Figure 4-56. Association Request frame
The Capability Information field is used to indicate the type of network the mobile station wants to join. Before an access point accepts an association request, it verifies that the Capability Information, SSID, and (Extended) Supported Rates all match the parameters of the network. Access points also note the Listen Interval, which describes how often a mobile station listens to Beacon frames to monitor the TIM. Stations that support spectrum management will have the power and channel capability information elements, and stations supporting security will have the RSN information element.
Mobile stations moving between basic service areas within the same extended service area need to reassociate with the network before using the distribution system again. Stations may also need to reassociate if they leave the coverage area of an access point temporarily and rejoin it later. See Figure 4-57.
Figure 4-57. Reassociation Request frame
Association and Reassociation Requests differ only in that a Reassociation Request includes the address of the mobile station's current access point. Including this information allows the new access point to contact the old access point and transfer the association data. The transfer may include frames that were buffered at the old access point.
Association Response and Reassociation Response
When mobile stations attempt to associate with an access point, the access point replies with an Association Response or Reassociation Response frame, shown in Figure 4-58. The two differ only in the subtype field in the Frame Control field. All fields are mandatory. As part of the response, the access point assigns an Association ID. How an access point assigns the association ID is implementation-dependent.

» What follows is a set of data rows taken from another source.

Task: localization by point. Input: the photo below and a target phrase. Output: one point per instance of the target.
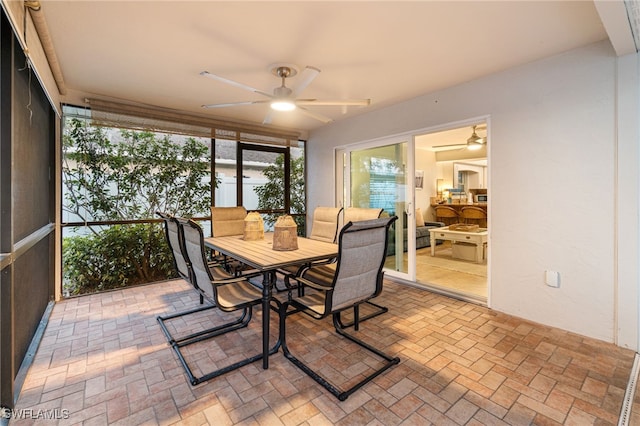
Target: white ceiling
(152, 52)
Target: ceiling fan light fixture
(474, 146)
(475, 142)
(283, 105)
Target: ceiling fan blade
(234, 83)
(438, 148)
(318, 117)
(306, 77)
(234, 104)
(337, 102)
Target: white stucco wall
(552, 165)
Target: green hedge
(116, 257)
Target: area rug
(443, 260)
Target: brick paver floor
(103, 359)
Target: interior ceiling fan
(285, 98)
(473, 143)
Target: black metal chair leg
(242, 321)
(335, 391)
(357, 319)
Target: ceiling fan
(285, 98)
(474, 142)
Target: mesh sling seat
(226, 292)
(356, 214)
(228, 221)
(356, 277)
(175, 241)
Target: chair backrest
(356, 214)
(471, 212)
(227, 221)
(194, 245)
(445, 211)
(176, 245)
(325, 224)
(361, 255)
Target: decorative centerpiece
(253, 227)
(465, 227)
(285, 234)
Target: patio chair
(323, 228)
(227, 221)
(356, 277)
(227, 292)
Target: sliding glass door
(378, 175)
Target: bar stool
(471, 214)
(446, 214)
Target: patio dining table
(260, 255)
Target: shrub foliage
(122, 175)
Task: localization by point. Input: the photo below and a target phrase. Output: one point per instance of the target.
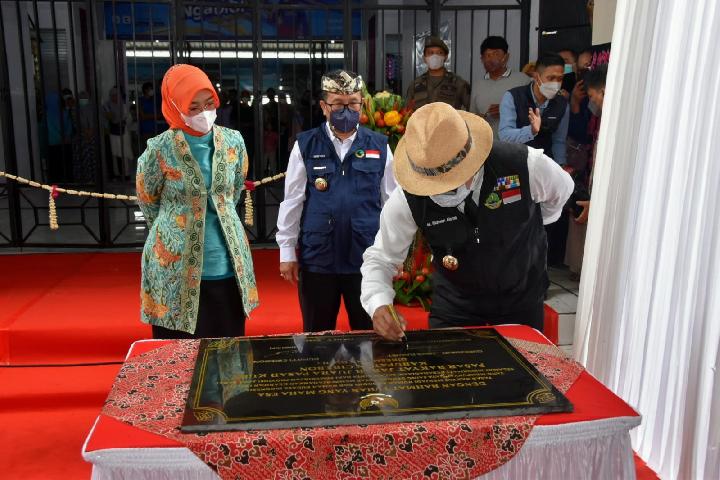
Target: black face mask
(345, 120)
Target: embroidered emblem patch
(507, 183)
(493, 201)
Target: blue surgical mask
(345, 120)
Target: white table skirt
(597, 449)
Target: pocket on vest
(316, 241)
(363, 235)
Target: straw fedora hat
(441, 149)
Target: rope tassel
(249, 214)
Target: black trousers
(320, 295)
(220, 313)
(533, 317)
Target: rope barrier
(55, 191)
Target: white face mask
(549, 89)
(435, 61)
(202, 122)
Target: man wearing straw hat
(481, 205)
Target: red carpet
(68, 309)
(85, 308)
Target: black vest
(551, 116)
(501, 252)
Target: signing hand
(386, 326)
(535, 120)
(290, 271)
(582, 218)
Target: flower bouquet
(413, 284)
(386, 113)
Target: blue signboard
(146, 21)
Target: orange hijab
(180, 85)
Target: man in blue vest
(481, 206)
(537, 116)
(338, 177)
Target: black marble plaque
(314, 380)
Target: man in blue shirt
(534, 114)
(537, 116)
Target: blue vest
(341, 221)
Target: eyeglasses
(338, 107)
(196, 110)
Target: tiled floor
(562, 297)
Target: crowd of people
(550, 110)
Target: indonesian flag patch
(510, 196)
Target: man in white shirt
(338, 177)
(481, 206)
(488, 91)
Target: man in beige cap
(481, 205)
(438, 84)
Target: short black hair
(549, 59)
(572, 52)
(596, 77)
(495, 43)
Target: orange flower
(392, 118)
(169, 172)
(151, 308)
(142, 194)
(164, 256)
(197, 209)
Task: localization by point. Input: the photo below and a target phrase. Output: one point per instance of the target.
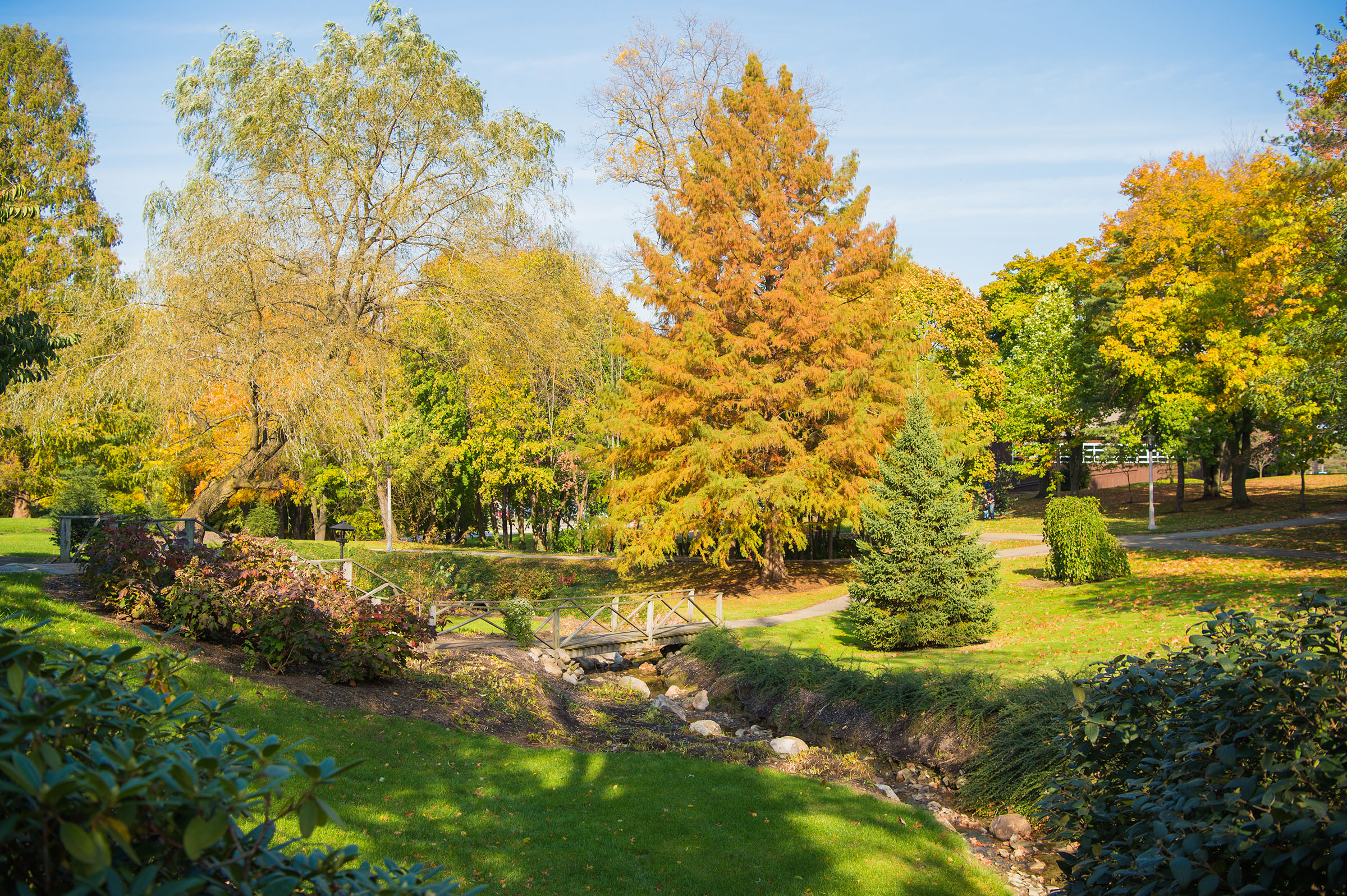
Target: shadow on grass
(562, 821)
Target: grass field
(26, 538)
(1067, 627)
(1275, 499)
(566, 823)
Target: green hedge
(1079, 545)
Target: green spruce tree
(924, 581)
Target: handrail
(558, 643)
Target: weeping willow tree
(321, 192)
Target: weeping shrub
(1079, 545)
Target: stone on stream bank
(1011, 825)
(635, 685)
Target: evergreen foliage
(263, 522)
(924, 581)
(1217, 769)
(120, 780)
(1081, 548)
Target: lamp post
(388, 521)
(1151, 475)
(341, 532)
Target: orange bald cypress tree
(772, 379)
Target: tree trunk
(1210, 479)
(1075, 464)
(773, 558)
(318, 508)
(243, 476)
(1240, 448)
(1179, 488)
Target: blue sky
(984, 128)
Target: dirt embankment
(937, 743)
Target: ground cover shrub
(1016, 724)
(262, 522)
(1081, 548)
(120, 780)
(924, 581)
(1217, 769)
(79, 494)
(251, 592)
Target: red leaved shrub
(253, 592)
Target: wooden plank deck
(590, 645)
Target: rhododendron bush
(251, 592)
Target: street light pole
(388, 521)
(1151, 475)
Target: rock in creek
(1008, 826)
(635, 685)
(789, 746)
(668, 706)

Figure 4-58. (Re)Association Response frame
At the beginning of 802.11 networking, stations authenticated using a shared key, and exchanged Authentication frames, which are shown in Figure 4-59. With 802.11i, shared key authentication was kept in the standard, but made incompatible with the new security mechanisms. If a station uses shared key authentication, it will not be allowed to use the strong security protocols described in Chapter 8.
Figure 4-59. Authentication frames
Different authentication algorithms may co-exist. The Authentication Algorithm Number field is used for algorithm selection. The authentication process may involve a number of steps (depending on the algorithm), so there is a sequence number for each frame in the authentication exchange. The Status Code and Challenge Text are used in different ways by different algorithms; details are discussed in Chapter 8.
802.11h added support for Action frames, which trigger measurements. These frames will be described in detail in the "Spectrum Management" section of Chapter 8.